When grouping a large number of profiles, the groups directory might itself be grouped. This recursion continues as long as the total number of profiles is “large”. Groups of metacells are called clans, groups of clans are called tribes, groups of tribes are called nations, and groups of nations are called hordes. All higher-level groups contain profiles with a “similar”, but not necessarily the “same” state.

Finally, a groups container will hold the files p.grouped_count.npy with the number of profiles summed into each group, and p.cells_count.npy with the number of cells summed into each group. These two numbers are the same for metacells, but differ for higher level groups.

ZONE

A tree directory is used to provide convenient views for exploring the hierarchy created by the computed groups. In each level of the tree, in addition to the groups and grouped containers, there is also a zones directory that contains views that group the overall profiles into groups-of-groups.

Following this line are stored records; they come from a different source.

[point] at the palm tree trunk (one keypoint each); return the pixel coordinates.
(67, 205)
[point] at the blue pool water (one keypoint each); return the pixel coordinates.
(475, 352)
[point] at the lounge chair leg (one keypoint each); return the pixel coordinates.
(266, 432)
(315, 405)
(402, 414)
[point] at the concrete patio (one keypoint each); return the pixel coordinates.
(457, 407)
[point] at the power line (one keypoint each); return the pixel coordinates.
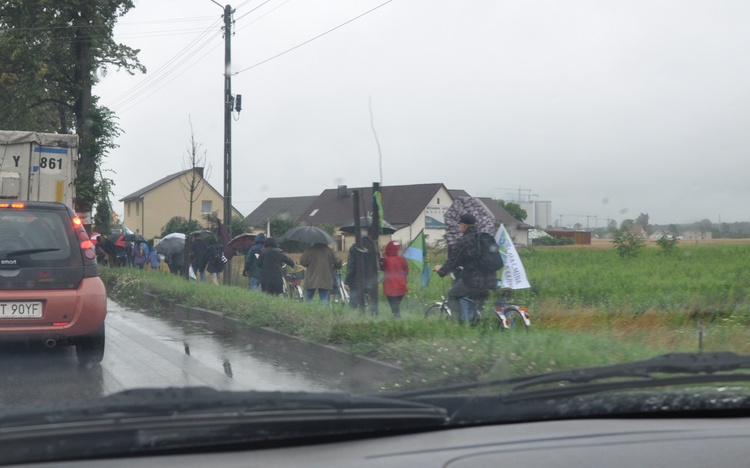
(261, 16)
(314, 38)
(170, 67)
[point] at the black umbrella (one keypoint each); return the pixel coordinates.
(474, 206)
(242, 241)
(133, 238)
(205, 235)
(309, 234)
(364, 223)
(171, 246)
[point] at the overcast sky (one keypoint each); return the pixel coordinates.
(606, 109)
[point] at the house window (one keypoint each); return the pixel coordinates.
(206, 207)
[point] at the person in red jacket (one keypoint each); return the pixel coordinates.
(395, 271)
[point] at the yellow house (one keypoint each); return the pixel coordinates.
(149, 209)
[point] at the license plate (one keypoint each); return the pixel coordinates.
(20, 309)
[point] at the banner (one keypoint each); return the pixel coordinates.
(514, 275)
(416, 255)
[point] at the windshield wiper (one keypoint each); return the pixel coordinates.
(691, 367)
(17, 253)
(183, 419)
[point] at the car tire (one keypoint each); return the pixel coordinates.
(90, 348)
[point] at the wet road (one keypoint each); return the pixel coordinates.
(143, 351)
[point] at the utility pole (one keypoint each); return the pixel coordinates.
(228, 107)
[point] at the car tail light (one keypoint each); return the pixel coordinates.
(13, 205)
(87, 247)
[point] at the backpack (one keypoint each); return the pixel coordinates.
(490, 259)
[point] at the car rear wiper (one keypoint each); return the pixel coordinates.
(184, 419)
(17, 253)
(688, 367)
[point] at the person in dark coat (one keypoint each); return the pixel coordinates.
(252, 269)
(463, 262)
(271, 259)
(175, 263)
(216, 262)
(370, 264)
(199, 252)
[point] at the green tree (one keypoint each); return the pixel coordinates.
(514, 209)
(103, 210)
(642, 221)
(48, 73)
(180, 224)
(628, 244)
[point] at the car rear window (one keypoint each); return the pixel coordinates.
(31, 229)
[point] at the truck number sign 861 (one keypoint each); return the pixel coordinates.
(50, 163)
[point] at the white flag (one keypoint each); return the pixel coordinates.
(514, 275)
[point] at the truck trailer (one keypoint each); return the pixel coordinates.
(38, 166)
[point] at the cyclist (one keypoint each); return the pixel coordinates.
(463, 262)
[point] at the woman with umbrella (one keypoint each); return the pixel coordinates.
(320, 262)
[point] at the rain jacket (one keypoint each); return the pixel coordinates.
(320, 262)
(395, 270)
(465, 254)
(140, 254)
(271, 260)
(251, 259)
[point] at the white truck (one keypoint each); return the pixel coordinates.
(38, 166)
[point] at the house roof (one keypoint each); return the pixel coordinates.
(402, 204)
(501, 214)
(285, 208)
(140, 193)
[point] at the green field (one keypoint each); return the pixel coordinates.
(589, 307)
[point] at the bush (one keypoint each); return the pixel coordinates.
(628, 244)
(667, 244)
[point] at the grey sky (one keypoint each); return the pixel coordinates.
(604, 108)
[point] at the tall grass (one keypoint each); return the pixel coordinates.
(588, 306)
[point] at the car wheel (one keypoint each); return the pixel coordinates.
(90, 348)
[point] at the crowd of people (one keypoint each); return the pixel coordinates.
(264, 262)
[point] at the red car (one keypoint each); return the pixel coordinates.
(50, 290)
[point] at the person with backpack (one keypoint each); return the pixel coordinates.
(216, 261)
(252, 269)
(271, 259)
(473, 278)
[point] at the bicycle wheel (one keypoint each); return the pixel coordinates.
(515, 320)
(296, 292)
(437, 312)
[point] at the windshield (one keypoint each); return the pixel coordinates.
(384, 199)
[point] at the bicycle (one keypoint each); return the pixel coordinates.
(293, 285)
(339, 294)
(511, 316)
(441, 311)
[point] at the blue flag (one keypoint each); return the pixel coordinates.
(416, 255)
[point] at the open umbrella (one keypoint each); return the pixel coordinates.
(133, 238)
(205, 235)
(309, 234)
(364, 223)
(474, 206)
(171, 246)
(171, 235)
(242, 241)
(119, 241)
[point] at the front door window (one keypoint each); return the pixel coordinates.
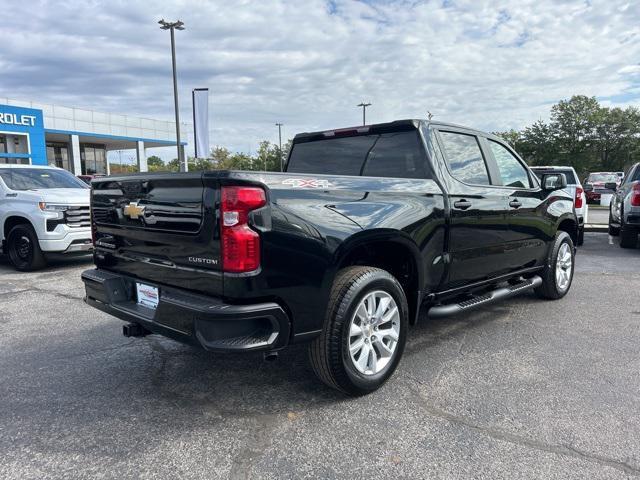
(93, 159)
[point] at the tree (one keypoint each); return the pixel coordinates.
(155, 163)
(574, 126)
(173, 165)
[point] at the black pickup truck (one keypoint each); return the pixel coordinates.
(365, 227)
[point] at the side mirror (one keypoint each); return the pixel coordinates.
(554, 181)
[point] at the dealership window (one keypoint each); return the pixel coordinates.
(93, 159)
(58, 155)
(14, 143)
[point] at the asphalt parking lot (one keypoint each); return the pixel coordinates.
(521, 389)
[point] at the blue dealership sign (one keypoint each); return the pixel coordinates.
(28, 122)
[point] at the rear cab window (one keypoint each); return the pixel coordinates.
(391, 154)
(571, 178)
(512, 172)
(464, 157)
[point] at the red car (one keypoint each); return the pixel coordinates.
(594, 185)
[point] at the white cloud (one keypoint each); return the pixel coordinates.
(491, 65)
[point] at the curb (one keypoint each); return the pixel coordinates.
(596, 227)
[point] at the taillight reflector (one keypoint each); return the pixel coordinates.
(578, 199)
(635, 195)
(240, 244)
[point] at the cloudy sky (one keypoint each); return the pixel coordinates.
(492, 65)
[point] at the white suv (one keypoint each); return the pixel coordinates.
(575, 189)
(42, 209)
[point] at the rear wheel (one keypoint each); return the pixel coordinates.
(23, 248)
(613, 231)
(558, 271)
(364, 332)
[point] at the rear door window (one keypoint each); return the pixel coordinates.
(464, 157)
(512, 172)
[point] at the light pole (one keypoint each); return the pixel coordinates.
(279, 125)
(171, 26)
(364, 111)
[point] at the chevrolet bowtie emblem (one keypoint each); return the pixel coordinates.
(133, 210)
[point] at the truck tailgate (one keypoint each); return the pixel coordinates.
(160, 228)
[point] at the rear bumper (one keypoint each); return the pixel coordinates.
(194, 319)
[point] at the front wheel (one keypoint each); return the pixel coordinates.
(558, 271)
(364, 333)
(23, 248)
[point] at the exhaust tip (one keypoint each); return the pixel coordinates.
(271, 356)
(133, 330)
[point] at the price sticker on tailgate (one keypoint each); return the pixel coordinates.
(147, 295)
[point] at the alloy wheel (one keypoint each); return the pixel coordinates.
(564, 263)
(374, 332)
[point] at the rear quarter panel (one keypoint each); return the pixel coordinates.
(317, 220)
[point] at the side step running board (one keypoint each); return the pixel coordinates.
(498, 294)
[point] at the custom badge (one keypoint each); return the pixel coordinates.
(133, 210)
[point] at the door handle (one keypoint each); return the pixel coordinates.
(462, 204)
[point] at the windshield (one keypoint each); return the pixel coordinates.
(39, 179)
(603, 177)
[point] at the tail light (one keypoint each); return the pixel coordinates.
(94, 231)
(578, 199)
(635, 195)
(94, 227)
(240, 244)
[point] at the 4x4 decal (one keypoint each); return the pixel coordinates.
(306, 183)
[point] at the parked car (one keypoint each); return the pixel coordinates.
(574, 188)
(364, 227)
(87, 178)
(624, 211)
(43, 209)
(595, 185)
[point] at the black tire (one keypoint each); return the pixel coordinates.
(549, 289)
(628, 237)
(24, 250)
(329, 352)
(613, 231)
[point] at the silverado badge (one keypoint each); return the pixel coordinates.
(133, 210)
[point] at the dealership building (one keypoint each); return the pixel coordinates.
(77, 139)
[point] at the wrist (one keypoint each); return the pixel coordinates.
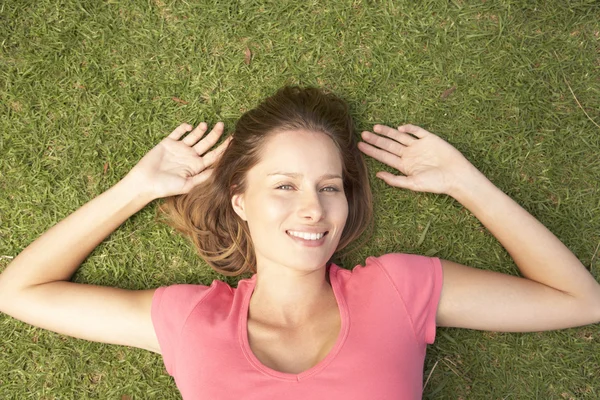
(468, 184)
(134, 190)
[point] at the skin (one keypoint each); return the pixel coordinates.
(288, 190)
(556, 291)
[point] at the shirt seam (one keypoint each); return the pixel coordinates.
(178, 338)
(410, 318)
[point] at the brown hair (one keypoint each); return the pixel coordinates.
(206, 215)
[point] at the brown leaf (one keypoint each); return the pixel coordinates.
(247, 56)
(448, 92)
(178, 100)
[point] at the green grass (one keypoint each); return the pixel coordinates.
(88, 84)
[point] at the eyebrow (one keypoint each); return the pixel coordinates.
(293, 175)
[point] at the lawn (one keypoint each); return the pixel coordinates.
(87, 87)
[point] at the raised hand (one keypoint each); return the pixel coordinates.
(175, 166)
(428, 163)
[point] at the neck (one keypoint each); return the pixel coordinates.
(286, 298)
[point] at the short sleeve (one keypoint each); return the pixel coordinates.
(171, 306)
(418, 280)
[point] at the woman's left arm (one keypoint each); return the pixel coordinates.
(556, 292)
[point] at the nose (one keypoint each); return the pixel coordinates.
(311, 207)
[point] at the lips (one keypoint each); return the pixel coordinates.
(307, 235)
(301, 238)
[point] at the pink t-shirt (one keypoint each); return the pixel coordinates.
(388, 309)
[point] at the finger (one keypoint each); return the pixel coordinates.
(403, 182)
(196, 134)
(400, 137)
(414, 130)
(381, 155)
(384, 143)
(210, 139)
(212, 156)
(196, 180)
(179, 131)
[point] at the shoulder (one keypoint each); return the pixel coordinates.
(183, 298)
(398, 260)
(408, 273)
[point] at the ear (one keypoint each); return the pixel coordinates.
(237, 201)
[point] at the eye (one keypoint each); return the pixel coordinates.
(284, 187)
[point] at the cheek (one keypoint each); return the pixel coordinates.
(268, 212)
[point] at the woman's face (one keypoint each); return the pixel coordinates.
(294, 201)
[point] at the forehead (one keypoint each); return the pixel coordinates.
(299, 151)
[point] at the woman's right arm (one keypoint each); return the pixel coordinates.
(35, 286)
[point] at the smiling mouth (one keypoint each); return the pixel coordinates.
(306, 235)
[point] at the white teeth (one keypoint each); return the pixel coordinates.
(307, 236)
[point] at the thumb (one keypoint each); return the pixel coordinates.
(404, 182)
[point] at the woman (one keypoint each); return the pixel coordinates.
(279, 198)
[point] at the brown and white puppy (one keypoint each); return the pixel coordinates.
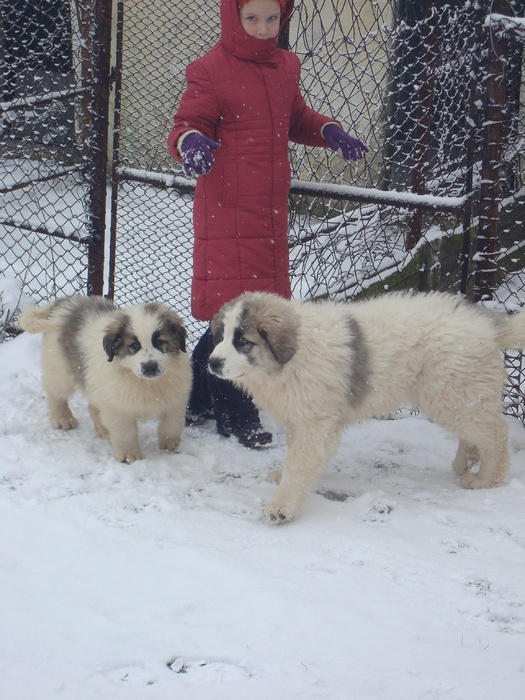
(317, 367)
(131, 364)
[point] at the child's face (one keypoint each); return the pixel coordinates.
(261, 18)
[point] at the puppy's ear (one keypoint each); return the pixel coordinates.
(280, 336)
(217, 328)
(178, 333)
(113, 339)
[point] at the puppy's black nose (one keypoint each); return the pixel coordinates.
(149, 369)
(215, 365)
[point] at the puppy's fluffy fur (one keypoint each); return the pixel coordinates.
(131, 364)
(316, 367)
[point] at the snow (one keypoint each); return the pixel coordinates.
(160, 580)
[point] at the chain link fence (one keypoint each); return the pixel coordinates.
(417, 81)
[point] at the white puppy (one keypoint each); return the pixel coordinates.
(131, 364)
(317, 367)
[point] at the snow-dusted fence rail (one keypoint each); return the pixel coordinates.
(433, 88)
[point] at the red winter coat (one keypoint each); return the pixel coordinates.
(244, 93)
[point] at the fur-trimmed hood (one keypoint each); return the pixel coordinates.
(240, 44)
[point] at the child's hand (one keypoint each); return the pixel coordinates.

The directory structure for a small amount of cells would contain:

zones
    groups  # All the clans (groups of metacells)
        ...
    grouped  # All the metacells (grouped into clans).
        ...
    clan-0  # The 1st clan
        groups  # All the metacells in the 1st clan
            ...
        grouped  # All the cells in the 1st clan
            ...
    clan-1  # The 2nd clan
        groups  # All the metacells in the 2nd clan
            ...
        grouped  # All the cells in the 2nd clan
            ...
        ...
    ...

And a directory structure for a larger number (several hundred of thousands) of cells would contain:

zones
    groups  # All the tribess (groups of clans)
        ...
    grouped  # All the clans (grouped into tribes).
        ...
    tribe-0  # The 1st tribe
        groups  # All the clans in the 1st tribe
            ...
        grouped  # All the metacells in the 1st tribe
            ...
        clan-000  # The 1st clan in the 1st tribe
            groups  # All the metacells in the 1st clan
                ...
            grouped  # All the cells in the 1st clan
                ...
        clan-001  # The 2nd clan in the 1st tribe
            ...
        ...
    tribe-1  # The 2nd tribe
        groups  # All the clans in the 2nd tribe
            ...
        grouped  # All the metacells in the 2nd tribe
            ...
        clan  # The 1st clan in the 2nd tribe
            groups  # All the metacells in the 1st clan
                ...
            grouped  # All the cells in the 1st clan
                ...
        clan-091  # The 2nd clan in the 2nd tribe
            ...
        ...
    ...

A much larger number (tens of millions) of cells would include an additional hierarchy level for each nation. Even larges number of cells would (up to a few billion) would require an additional level for each horde. Currently the largest data sets are at most of a few million so this scheme should be sufficient for the foreseeable future.

In all cases, the grouped directory contains a p.group_index.npy which specifies the index of the group in the adjacent groups directory.